Chadar Badar ist ein öffentlich aufgeführtes Puppentheater.[10] Die 10 bis 15 cm großen Marionetten werden von einem Puppenspieler bewegt, die Handlung von ihm erzählt und von Musikern begleitet. Um diese Kunst zu erhalten, wurde in Kankurgachi ein nationales Puppenmuseum eingerichtet.[11] Erzähler genießen einen erhöhten sozialen Status.[e 4] Die mündliche Tradition ist umfangreich.[e 5]

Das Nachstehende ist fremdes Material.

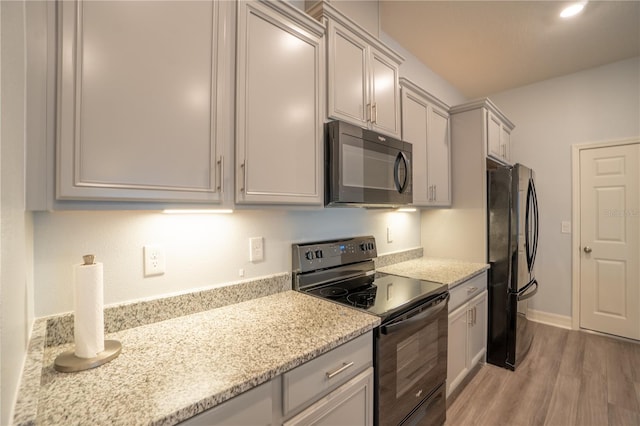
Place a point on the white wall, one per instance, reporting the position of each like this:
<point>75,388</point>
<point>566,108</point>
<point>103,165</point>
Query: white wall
<point>599,104</point>
<point>201,250</point>
<point>416,71</point>
<point>16,279</point>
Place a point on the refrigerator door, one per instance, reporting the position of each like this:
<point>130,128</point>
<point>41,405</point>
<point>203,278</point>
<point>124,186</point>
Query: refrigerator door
<point>526,224</point>
<point>501,249</point>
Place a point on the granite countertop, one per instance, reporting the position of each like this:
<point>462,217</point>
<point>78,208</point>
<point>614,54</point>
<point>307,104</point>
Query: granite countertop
<point>445,271</point>
<point>171,370</point>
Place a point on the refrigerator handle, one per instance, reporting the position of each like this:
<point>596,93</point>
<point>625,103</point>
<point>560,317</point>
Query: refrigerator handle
<point>531,225</point>
<point>536,230</point>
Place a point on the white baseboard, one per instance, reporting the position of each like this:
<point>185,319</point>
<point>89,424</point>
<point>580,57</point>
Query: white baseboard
<point>555,320</point>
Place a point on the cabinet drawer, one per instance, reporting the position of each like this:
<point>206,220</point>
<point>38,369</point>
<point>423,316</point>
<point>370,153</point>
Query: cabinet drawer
<point>467,290</point>
<point>307,383</point>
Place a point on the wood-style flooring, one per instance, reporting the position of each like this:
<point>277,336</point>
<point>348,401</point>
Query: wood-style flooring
<point>568,378</point>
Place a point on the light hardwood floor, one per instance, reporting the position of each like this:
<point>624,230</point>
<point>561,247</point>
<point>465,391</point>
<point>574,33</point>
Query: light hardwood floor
<point>568,378</point>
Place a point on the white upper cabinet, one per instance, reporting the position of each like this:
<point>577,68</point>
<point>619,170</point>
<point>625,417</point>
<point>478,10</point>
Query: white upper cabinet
<point>144,101</point>
<point>425,124</point>
<point>363,79</point>
<point>496,128</point>
<point>498,138</point>
<point>279,106</point>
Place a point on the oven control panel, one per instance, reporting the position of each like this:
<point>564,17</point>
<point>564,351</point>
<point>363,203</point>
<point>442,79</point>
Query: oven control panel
<point>325,254</point>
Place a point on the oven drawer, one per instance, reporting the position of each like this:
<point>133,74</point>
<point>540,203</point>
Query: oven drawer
<point>467,290</point>
<point>307,383</point>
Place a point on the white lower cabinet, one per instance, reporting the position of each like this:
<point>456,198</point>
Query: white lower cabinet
<point>467,329</point>
<point>350,404</point>
<point>335,388</point>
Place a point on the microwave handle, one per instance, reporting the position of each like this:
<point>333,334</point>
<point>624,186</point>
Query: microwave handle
<point>401,187</point>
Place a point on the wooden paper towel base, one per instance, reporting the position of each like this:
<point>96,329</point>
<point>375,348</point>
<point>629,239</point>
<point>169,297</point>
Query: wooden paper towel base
<point>68,362</point>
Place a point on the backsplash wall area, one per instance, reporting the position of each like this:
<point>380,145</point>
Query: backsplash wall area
<point>202,251</point>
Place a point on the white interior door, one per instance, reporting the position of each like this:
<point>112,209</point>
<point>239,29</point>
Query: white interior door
<point>609,235</point>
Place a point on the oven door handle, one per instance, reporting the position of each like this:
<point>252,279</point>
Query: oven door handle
<point>418,315</point>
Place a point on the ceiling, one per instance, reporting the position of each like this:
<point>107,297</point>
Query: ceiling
<point>485,47</point>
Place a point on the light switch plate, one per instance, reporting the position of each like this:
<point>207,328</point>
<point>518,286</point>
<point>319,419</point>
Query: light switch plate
<point>256,249</point>
<point>154,260</point>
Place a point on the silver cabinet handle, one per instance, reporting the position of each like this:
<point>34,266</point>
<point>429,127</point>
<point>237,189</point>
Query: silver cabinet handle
<point>332,374</point>
<point>221,177</point>
<point>244,176</point>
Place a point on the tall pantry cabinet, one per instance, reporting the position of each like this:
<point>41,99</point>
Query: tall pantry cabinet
<point>425,124</point>
<point>461,232</point>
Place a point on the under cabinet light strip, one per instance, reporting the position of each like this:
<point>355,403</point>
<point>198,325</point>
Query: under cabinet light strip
<point>197,211</point>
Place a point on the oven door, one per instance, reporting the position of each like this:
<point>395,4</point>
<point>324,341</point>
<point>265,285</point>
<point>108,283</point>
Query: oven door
<point>367,168</point>
<point>411,360</point>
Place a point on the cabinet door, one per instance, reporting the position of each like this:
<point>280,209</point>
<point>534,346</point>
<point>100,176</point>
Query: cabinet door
<point>385,94</point>
<point>350,404</point>
<point>253,407</point>
<point>347,80</point>
<point>439,157</point>
<point>477,329</point>
<point>279,118</point>
<point>457,347</point>
<point>138,101</point>
<point>415,113</point>
<point>494,129</point>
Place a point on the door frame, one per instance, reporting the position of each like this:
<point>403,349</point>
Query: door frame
<point>575,218</point>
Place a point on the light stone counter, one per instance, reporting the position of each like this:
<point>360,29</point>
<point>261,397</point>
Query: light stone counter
<point>445,271</point>
<point>171,370</point>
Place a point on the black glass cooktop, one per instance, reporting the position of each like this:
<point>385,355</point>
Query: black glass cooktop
<point>382,294</point>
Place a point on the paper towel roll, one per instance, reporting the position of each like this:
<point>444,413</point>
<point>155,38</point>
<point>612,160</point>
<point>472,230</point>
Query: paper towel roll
<point>89,311</point>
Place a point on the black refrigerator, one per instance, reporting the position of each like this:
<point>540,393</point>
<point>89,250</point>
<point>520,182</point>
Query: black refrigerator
<point>512,245</point>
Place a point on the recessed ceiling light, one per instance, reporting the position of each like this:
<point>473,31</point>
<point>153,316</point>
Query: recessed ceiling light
<point>572,10</point>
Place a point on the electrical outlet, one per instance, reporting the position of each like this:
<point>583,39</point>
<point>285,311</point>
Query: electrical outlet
<point>256,249</point>
<point>154,262</point>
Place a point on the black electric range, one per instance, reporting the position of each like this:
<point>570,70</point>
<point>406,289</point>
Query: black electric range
<point>410,345</point>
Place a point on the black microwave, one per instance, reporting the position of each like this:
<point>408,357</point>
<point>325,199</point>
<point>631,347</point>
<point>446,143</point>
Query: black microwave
<point>365,168</point>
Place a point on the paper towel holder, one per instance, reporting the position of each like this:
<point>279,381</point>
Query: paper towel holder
<point>69,362</point>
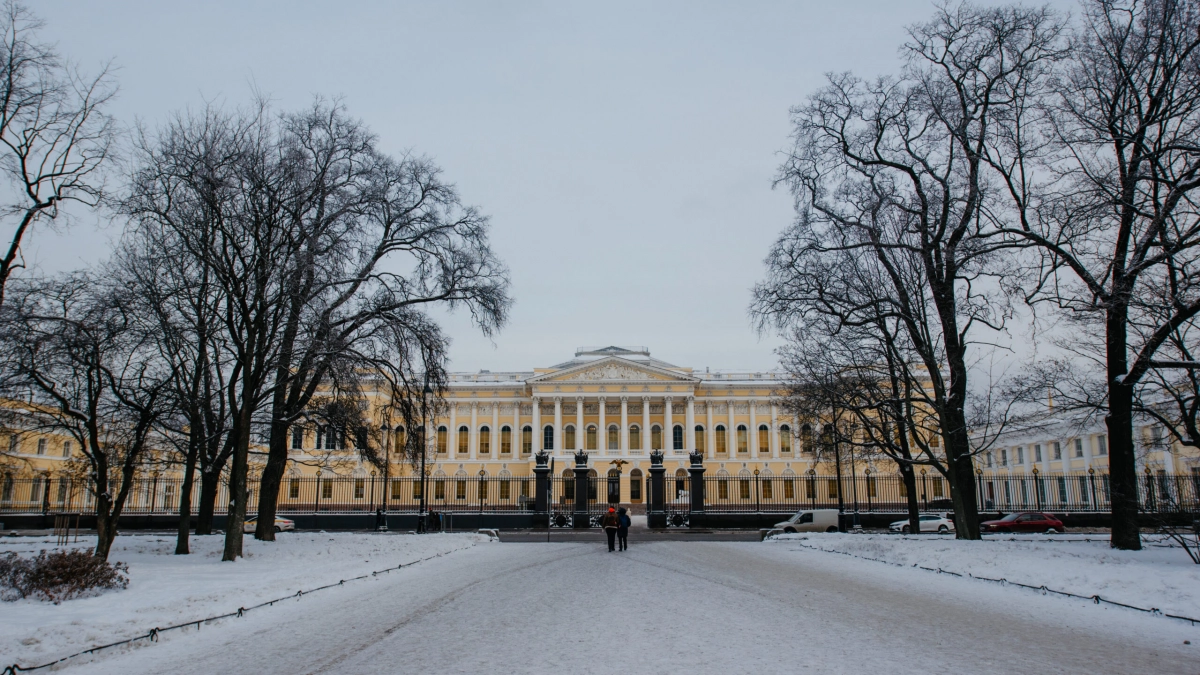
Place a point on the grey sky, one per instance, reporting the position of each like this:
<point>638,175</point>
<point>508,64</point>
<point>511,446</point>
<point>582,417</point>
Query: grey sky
<point>624,151</point>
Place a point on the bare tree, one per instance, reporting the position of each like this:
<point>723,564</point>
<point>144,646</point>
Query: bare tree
<point>88,362</point>
<point>55,135</point>
<point>1115,214</point>
<point>895,172</point>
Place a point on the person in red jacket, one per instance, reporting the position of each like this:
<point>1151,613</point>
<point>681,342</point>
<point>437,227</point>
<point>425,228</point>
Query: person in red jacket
<point>610,527</point>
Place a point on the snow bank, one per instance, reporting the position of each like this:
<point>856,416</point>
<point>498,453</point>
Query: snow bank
<point>166,589</point>
<point>1159,575</point>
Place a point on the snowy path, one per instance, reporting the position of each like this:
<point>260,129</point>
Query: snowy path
<point>671,608</point>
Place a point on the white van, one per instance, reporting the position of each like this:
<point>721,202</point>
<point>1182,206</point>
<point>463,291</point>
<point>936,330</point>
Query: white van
<point>816,520</point>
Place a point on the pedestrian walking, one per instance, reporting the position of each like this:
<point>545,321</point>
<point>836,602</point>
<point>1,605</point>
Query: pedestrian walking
<point>623,523</point>
<point>610,527</point>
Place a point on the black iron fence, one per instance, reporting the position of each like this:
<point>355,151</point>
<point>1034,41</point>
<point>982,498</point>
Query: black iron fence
<point>1066,493</point>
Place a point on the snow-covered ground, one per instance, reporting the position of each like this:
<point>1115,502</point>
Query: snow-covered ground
<point>166,589</point>
<point>1157,577</point>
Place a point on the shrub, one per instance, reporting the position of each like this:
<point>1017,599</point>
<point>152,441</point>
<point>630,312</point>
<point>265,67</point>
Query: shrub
<point>58,575</point>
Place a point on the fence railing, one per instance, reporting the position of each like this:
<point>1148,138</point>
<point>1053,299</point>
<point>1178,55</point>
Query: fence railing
<point>1063,493</point>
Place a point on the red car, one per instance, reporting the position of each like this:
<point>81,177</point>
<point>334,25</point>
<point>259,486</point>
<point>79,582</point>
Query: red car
<point>1027,521</point>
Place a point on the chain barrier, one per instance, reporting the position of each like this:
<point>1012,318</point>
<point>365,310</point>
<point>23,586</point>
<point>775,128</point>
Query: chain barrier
<point>153,635</point>
<point>1044,589</point>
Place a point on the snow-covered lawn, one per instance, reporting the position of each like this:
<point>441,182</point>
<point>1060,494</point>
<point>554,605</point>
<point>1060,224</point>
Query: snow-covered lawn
<point>166,589</point>
<point>1156,577</point>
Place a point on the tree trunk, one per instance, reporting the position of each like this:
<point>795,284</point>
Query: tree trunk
<point>185,497</point>
<point>210,482</point>
<point>1122,461</point>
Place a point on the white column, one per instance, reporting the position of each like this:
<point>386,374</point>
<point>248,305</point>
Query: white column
<point>712,434</point>
<point>774,430</point>
<point>496,430</point>
<point>754,431</point>
<point>558,424</point>
<point>579,423</point>
<point>473,435</point>
<point>689,430</point>
<point>601,429</point>
<point>537,424</point>
<point>516,429</point>
<point>646,423</point>
<point>667,432</point>
<point>731,435</point>
<point>624,425</point>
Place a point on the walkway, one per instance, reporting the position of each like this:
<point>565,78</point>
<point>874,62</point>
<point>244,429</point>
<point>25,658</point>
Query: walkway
<point>670,607</point>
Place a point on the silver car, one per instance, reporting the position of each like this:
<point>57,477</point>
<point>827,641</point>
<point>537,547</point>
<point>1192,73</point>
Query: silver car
<point>929,523</point>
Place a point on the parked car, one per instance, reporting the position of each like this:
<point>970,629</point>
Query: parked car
<point>929,523</point>
<point>281,525</point>
<point>816,520</point>
<point>1026,521</point>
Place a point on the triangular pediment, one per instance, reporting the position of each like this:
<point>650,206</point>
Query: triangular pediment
<point>613,369</point>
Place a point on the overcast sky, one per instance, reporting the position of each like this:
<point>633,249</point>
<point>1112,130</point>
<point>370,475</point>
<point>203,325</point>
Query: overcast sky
<point>624,151</point>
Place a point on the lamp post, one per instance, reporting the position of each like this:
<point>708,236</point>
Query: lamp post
<point>425,447</point>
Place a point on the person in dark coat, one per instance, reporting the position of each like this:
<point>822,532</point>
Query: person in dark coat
<point>623,523</point>
<point>610,527</point>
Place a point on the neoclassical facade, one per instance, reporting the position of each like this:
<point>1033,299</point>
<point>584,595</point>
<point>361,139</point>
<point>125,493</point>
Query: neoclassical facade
<point>617,404</point>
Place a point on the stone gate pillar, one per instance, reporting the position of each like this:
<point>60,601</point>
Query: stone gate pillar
<point>657,514</point>
<point>697,489</point>
<point>541,490</point>
<point>581,491</point>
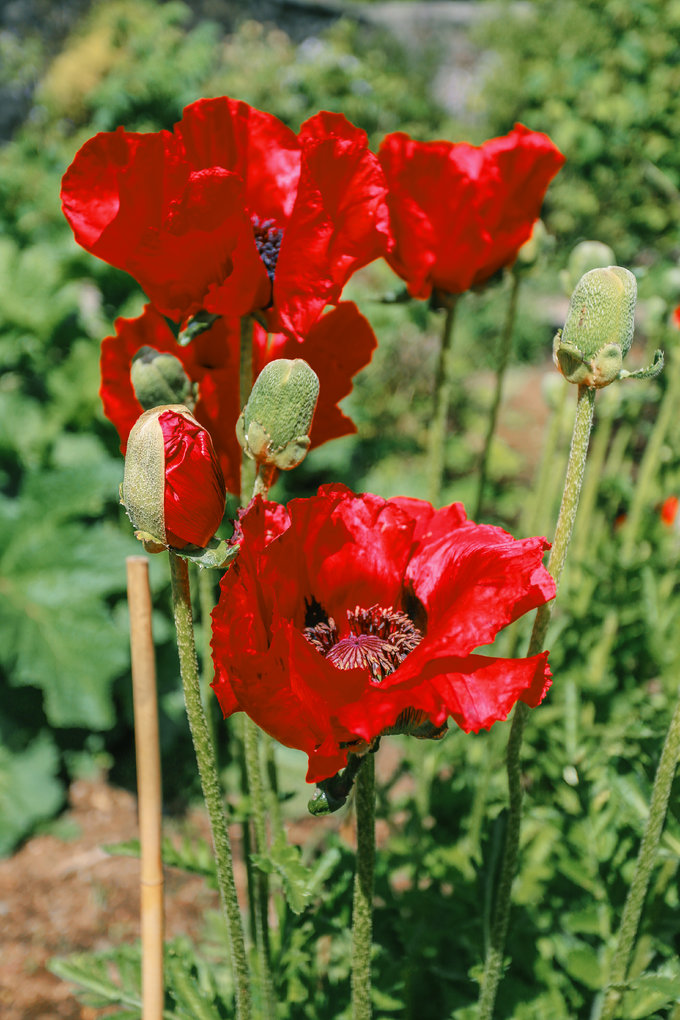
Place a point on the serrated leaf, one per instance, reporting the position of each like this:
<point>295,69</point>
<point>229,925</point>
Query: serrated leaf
<point>648,993</point>
<point>283,860</point>
<point>56,630</point>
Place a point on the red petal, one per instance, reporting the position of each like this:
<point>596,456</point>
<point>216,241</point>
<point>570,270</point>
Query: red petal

Holzarbeiten und Schnitzereien, ebenso wie Schmiedearbeiten gehörten zur bildenden Kunst, sich heute aber angesichts preiswerter industrieller Massenproduktion im Rückzug befinden. Auch die kunstvolle äußere Bemalung der Wohnhäuser zählt hierzu.[e 2]
Zu den bekanntesten literarischen Stimmen der Santal gehören Maina Tudu für ihre Lyrik sowie Hansda Sowvendra Shekhar für seine Prosa. Beide wurden für ihre Werke jeweils mit dem Yuva Puraskar der Sahitya Akademie ausgezeichnet.
Die Santal produzieren eigenen Filme, die vor allem auf Youtube und auf CD verbreitet werden. In Jharkhand hat sich ein Jhollywood genannter Schwerpunkt dieser Filmindustrie für Adivasis entwickelt.[12] Die Weiterentwicklung dieser Industrie wird durch die fehlende Unterstützung von offiziellen Stellen verlangsamt.[13] Zu den bekannten Filmen von Santals, die auch in Kinos aufgeführt und auf Filmfesten gezeigt wurden, gehören Chando Likhon[14], Sagun Ena Sohag Dular[15] und Jewee Jurie.[16] 2008 wurde Sitanala Re Sagun Supari als erster Spielfilm der Santal auf einem internationalen Filmfest aufgeführt, dem Nepal International Indigenous Film Festival.[17]
Die Jagd im Wald ist eine wichtige, auch in religiöse Riten eingebettete, kollektive Angelegenheit des Dorfes, an der sich alle Männer beteiligen. Die erfolgreiche Jagd ist auch ein Sieg über die bösen Geister des Waldes. Pfeil und Bogen sind nicht nur dabei wichtig, sondern spielen bei zahlreichen – auch religiösen – Handlungen eine wichtige Rolle.
Das älteste Siedlungsgebiet der Santal, das erschlossen werden kann, wird aufgrund von Sprache und kultureller Besonderheiten im nördlichen Kambodscha rekonstruiert. Noch vor der arischen Einwanderung nach Indien kamen sie über Bengalen und Assam in den Subkontinent. In der eigenen mythischen Überlieferung gründeten sie hier ein Königreich. Die Überreste von Befestigungsanlagen auf Hügeln werden dieser Periode zugeordnet.[e 1]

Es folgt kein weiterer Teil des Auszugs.